Of course, she was perfectly willing to think the worst of me even though she and the court doctors were forced by Stephanie’s prevarications to pronounce me absolutely innocent. And, sadly, they determined that I am not crazy.
Aw, shucks, ma’am.
But Stephanie, I attempted to relate, has a frightened, more primitive, entangled mind. Unlike a parachute, it often doesn’t function even when it is opened.
What Stephanie needs is some sort of Scarlet Letter. She needs to be cattle-prodded like dumb animals, subjected to painful reminders and consequences.
Yes, I would be lying not to admit that I have fantasies of revenge. Afterall revenge does calm the pain of betrayal.
What is the worse for me is not only that Stephanie filed all those scurrilous charges. And that ADA Mizerable Thurston found all the time in the world to believe her without ever chatting with me.

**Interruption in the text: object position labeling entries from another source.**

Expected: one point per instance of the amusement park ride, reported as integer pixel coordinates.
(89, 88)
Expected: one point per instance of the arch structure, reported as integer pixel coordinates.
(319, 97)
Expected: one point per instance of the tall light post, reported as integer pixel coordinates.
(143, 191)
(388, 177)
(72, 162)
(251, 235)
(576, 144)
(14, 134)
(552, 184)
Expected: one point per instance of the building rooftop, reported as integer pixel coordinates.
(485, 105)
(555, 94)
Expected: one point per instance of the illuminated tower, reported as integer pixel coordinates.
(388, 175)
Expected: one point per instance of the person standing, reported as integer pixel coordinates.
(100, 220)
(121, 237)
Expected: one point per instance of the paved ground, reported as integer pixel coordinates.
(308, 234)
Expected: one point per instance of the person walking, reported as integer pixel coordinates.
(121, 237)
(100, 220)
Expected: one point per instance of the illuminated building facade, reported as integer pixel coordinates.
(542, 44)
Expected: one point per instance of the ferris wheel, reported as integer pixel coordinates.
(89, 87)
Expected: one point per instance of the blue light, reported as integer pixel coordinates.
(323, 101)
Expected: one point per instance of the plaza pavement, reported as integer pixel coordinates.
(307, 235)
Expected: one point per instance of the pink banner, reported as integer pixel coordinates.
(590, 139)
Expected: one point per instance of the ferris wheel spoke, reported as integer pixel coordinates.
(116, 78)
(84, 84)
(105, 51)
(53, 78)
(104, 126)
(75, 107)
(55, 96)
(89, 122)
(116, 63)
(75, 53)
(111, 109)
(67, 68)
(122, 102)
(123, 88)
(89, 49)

Or, checking on my wife’s prior history.
That’s terrible enough. What is worse is that Stephanie failed in her honor, duty and commitment and word to set up visitations right for me and my son, Zakki.
After everyone – especially Mizerable Thurston — failed in what they (detectives and other ADAs) promised to do when we were all gathered in the same room, they all raced back to hide in the fog of bureaucracy.

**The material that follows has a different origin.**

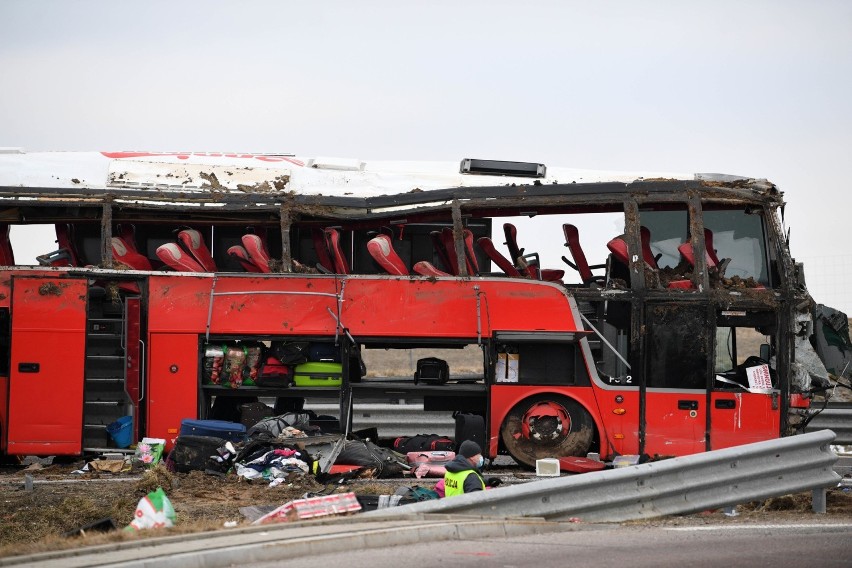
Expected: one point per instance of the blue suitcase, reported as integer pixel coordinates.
(232, 431)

So, I was the one who lost my son, and all my possessions. I was the one who lost my teeth. I was the one who lost my home and family. I was the one who lost everything. And everyone else went skipping back to their lives.
Time has past. Mizerable Thurston has gone back to the halitosis of her suffering legal intellect. Stephanie has run off with Zakki to, no doubt, yet another man’s house for shelter.
And now I am the one stuck in time. I have no one to blame but myself. For a period of time Stephanie had me convinced that I was nuts. Then after she overdosed me and I spent all that time recuperating in the hospital, everyone saw that the wrong person was under the microscope.
The DA’s office instructed me to get on with my life. I said thanks for nothing, and wondered aloud: What life do I have to get back to?
Wasn’t that just grand advice from people who have stolen your life.
Like I always say: I come in peace. Just don’t peece me off. Now you have. The rules apparently weren’t meant for everybody. And I don’t even want ‘em anymore. Now we’ll play by Drew’s view of all of you. I can only promise you this: It won’t be lawyers knocking on your door after midnight.
And dats yDrewIS on DIS penal colony.